向壽伏地痛哭,那婦人本已經洗淨了臉,此刻也不禁再度淚流滿面。她看著向壽,似有千言萬語,卻是說不出口,好一會兒才掩面泣道:“你快離了我這裡去吧,我是個不祥之人。休教我將災禍牽累了你去。快走,快走,若是被人看到,就不得了了……”
向壽猛地抬頭,怒道:“是誰,是誰在害你,阿姊,你告訴我,我找他去……”
那婦人哽咽著揮手道:“你走吧。我不識得你,你也不識得我。你好好地活下去,活下去,休要再來見我……”
莒弓站在門外。聽得裡頭兩人的對話,向壽只是哭求,那婦人只是拒絕承認。

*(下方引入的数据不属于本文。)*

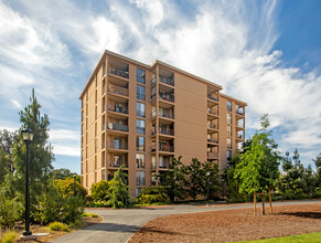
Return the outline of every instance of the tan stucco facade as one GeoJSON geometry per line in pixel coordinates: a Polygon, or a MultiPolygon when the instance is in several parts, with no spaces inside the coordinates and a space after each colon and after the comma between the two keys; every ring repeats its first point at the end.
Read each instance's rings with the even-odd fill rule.
{"type": "Polygon", "coordinates": [[[222,86],[156,61],[105,51],[82,95],[82,184],[126,166],[131,196],[157,186],[173,157],[226,168],[245,138],[246,103],[222,86]]]}

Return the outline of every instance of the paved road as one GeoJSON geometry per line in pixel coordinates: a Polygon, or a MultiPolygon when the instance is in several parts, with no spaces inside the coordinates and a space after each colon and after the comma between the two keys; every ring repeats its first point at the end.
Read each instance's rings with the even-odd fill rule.
{"type": "MultiPolygon", "coordinates": [[[[274,205],[308,203],[321,203],[321,200],[274,202],[274,205]]],[[[253,204],[250,203],[240,203],[231,205],[211,204],[207,208],[200,205],[170,205],[158,209],[86,210],[89,213],[97,213],[103,216],[103,222],[56,239],[53,243],[125,243],[148,221],[159,216],[252,207],[253,204]]]]}

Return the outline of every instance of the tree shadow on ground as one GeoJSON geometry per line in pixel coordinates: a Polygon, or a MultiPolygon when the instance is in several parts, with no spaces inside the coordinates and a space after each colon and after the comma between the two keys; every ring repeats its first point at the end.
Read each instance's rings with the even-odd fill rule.
{"type": "Polygon", "coordinates": [[[321,212],[285,212],[285,213],[278,213],[278,214],[308,218],[308,219],[321,219],[321,212]]]}

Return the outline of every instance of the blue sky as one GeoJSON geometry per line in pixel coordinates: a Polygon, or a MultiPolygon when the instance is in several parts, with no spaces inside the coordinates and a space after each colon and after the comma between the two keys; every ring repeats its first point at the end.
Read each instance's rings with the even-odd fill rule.
{"type": "Polygon", "coordinates": [[[105,49],[156,59],[248,103],[247,137],[270,114],[279,150],[321,152],[321,2],[0,0],[0,129],[20,127],[32,87],[54,167],[79,172],[78,96],[105,49]]]}

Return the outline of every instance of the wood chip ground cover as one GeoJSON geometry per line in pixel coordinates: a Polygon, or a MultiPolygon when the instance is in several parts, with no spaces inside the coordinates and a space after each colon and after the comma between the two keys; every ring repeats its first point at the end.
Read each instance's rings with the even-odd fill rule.
{"type": "Polygon", "coordinates": [[[148,222],[129,242],[235,242],[320,231],[321,203],[313,203],[274,207],[274,214],[256,216],[253,209],[163,216],[148,222]]]}

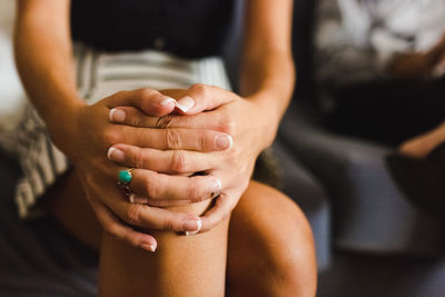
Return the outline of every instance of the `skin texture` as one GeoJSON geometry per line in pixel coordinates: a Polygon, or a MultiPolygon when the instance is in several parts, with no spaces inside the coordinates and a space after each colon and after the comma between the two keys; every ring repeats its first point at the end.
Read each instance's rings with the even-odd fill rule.
{"type": "Polygon", "coordinates": [[[19,1],[16,56],[20,76],[52,140],[75,167],[66,177],[68,186],[60,181],[58,190],[48,195],[48,208],[68,230],[100,249],[101,295],[222,296],[228,266],[230,295],[258,296],[255,290],[259,290],[264,296],[315,296],[314,247],[306,220],[288,198],[249,180],[258,154],[275,138],[293,91],[290,14],[290,0],[248,1],[240,95],[191,86],[175,98],[179,103],[186,97],[195,100],[189,110],[176,110],[186,122],[155,131],[111,122],[110,110],[130,108],[161,122],[175,110],[175,105],[161,102],[174,93],[122,91],[87,106],[75,87],[69,1],[19,1]],[[211,121],[209,112],[201,112],[205,110],[212,110],[211,121]],[[226,125],[215,127],[215,122],[226,125]],[[191,136],[190,129],[195,131],[191,136]],[[145,137],[138,137],[140,133],[145,137]],[[195,135],[205,140],[202,143],[215,143],[221,133],[233,138],[233,147],[196,148],[196,141],[190,141],[195,135]],[[171,141],[172,135],[182,141],[171,141]],[[139,195],[170,206],[132,205],[122,199],[116,176],[128,160],[107,158],[108,149],[118,146],[176,151],[169,155],[169,168],[148,158],[139,159],[131,182],[139,195]],[[188,156],[189,161],[184,162],[181,156],[188,156]],[[189,177],[200,169],[186,168],[186,164],[208,164],[210,174],[189,177]],[[221,194],[210,200],[217,179],[221,194]],[[247,202],[238,204],[241,196],[247,202]],[[176,205],[177,200],[186,204],[176,205]],[[184,237],[184,231],[197,229],[198,216],[202,221],[200,234],[184,237]],[[237,219],[253,217],[256,219],[237,219]],[[255,253],[247,247],[255,247],[255,253]],[[156,248],[157,253],[148,253],[156,248]],[[246,255],[251,255],[250,261],[246,255]],[[248,266],[257,273],[248,274],[248,266]],[[241,277],[238,271],[265,287],[231,283],[234,277],[241,277]]]}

便知再僵持下去只怕是無用,便看了偃婆一眼。示意她進去。
偃婆會意,便上前一步。掀了草簾子進去道:“向媵人,你縱使不認向小哥,難道你連公主月與公子戎也不顧了嗎?”
那婦人頓時怔住了,忽然跳了起來,也不知道她哪裡來的力氣,抱住了小兒卻疾步上前,將向壽保護性地擋在自己身後,警惕地問道:“你是何人,你來此作甚?”
偃婆一怔,道:“向媵人,你不識得我了,我是偃婆。”
那婦人細看了看她,方才掀簾進來竟是逆光,不辨面貌,如今瞧得仔細了,才認出來。那股勁兒一鬆,只覺得腳一軟,跌坐在地,手中卻是緊緊抱住了小兒,待要說話,卻是一口氣哽在喉頭,她面露痛苦之色,手撫著胸口,喘氣不已。
向壽大急道:“阿姊,你怎麼了?”
偃婆卻是年老積事之人,忙上前一邊輕輕拍打著那婦人的後背,一邊對向壽道:“向小哥,快取水來。”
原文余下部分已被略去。